Но главному вопросу всё же удалось его поработить. И звучал тот проще некуда: «Чего ожидать?»
Ежели хранители и сомневались в том, кто причастен к смуте, сомнения их затерялись — частично на дне мешка, куда упала брошь Птериса, частично в речах Эсфирь, поведавшей о встрече с Каладиумом.
Зелен лист, стражи питали к её словам недоверие. Но больше в силу опаски, нежели подозрений во лжи.
Против истины, как известно, оружие не выковано: Каладиум, Клематис и Птерис испарились друг за другом.
Первый сыграл чисто — не придерешься. Второй выдал себя в миг пожара. А третий обронил на поле брани фибулу. В гибелях дриад повинны вырожденцы, которых, как верно выразился Аспарагус, трудно держать под узды. И вот Каладиуму попалась девушка-целитель, способная взывать их к разуму.
Так и получилось, что он позвал Эсфирь туда, где воспитывает двукровных — к дриаде с золотыми глазами.
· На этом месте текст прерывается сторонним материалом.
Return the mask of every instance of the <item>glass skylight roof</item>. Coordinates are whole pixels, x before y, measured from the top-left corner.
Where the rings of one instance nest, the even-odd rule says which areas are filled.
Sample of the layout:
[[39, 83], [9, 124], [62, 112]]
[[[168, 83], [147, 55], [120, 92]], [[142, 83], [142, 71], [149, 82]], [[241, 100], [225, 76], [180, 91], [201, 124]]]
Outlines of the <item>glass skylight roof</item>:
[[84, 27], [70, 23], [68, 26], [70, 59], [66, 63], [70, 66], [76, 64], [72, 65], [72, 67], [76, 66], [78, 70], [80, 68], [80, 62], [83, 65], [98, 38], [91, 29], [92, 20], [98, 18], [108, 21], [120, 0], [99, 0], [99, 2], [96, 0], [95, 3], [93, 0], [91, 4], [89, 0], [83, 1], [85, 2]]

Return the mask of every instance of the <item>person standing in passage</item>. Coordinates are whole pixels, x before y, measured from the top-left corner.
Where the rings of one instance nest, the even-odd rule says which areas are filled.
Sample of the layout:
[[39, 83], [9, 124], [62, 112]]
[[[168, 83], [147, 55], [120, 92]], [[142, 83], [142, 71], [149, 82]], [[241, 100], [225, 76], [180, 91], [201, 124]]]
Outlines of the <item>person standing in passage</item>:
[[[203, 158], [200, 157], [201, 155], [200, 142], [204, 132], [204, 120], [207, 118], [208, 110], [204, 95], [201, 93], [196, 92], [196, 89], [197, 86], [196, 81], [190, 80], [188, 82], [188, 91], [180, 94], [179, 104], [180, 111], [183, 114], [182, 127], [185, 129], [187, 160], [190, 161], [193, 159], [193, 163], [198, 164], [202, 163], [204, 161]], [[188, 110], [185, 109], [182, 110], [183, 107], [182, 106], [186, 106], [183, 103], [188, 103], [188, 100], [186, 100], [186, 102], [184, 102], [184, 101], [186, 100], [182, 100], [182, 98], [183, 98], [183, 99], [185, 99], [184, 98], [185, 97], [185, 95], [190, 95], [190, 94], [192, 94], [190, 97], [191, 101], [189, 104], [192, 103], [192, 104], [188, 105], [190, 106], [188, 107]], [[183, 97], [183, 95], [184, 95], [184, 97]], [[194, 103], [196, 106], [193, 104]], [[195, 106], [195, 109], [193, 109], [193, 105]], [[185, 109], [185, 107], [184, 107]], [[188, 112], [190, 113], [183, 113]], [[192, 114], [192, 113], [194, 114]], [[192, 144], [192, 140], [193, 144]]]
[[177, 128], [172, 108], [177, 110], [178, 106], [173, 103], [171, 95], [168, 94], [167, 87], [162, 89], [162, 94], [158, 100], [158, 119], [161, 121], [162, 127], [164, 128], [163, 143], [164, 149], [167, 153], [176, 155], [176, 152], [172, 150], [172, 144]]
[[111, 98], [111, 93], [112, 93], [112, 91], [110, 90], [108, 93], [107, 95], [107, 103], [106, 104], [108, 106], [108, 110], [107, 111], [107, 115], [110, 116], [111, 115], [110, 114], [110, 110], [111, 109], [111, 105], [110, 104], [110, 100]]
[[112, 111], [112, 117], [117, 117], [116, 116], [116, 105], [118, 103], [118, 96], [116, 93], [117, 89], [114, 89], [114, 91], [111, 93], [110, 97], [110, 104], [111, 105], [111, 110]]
Кто эта женщина? Может, кочевница, которой Каладиум напел в уши сладких песен? Девицы ведь на него роями мух слетаются. Как сказал однажды отец Олеандра: «Каладиум не только виртуозный боец, природа вдобавок наградила его притягательным внешним обликом».
Словом, у него достаточно красивые лицо и тело, чтобы девушки упускали из внимания его двуликую сущность.
И все же Каладиум не стал бы слушать рядовую соплеменницу! Нет-нет. Глупый вывод!
— Златые очи, — в очередной раз прозвенело сбоку, и Олеандр покосился на брата, чей скакун ступал рядом.
— Золотые глаза, — прошептал Олеандр. — У Азалии золотые глаза…
Возможно ли, что она жива?..
Мир перед глазами порвало на части. Проглоченные на скаку плоды запросились наружу, и Олеандр прижал кулак ко рту, загоняя их обратно. Створки восприятия захлопнулись, и путь провалился в черноту неосознания.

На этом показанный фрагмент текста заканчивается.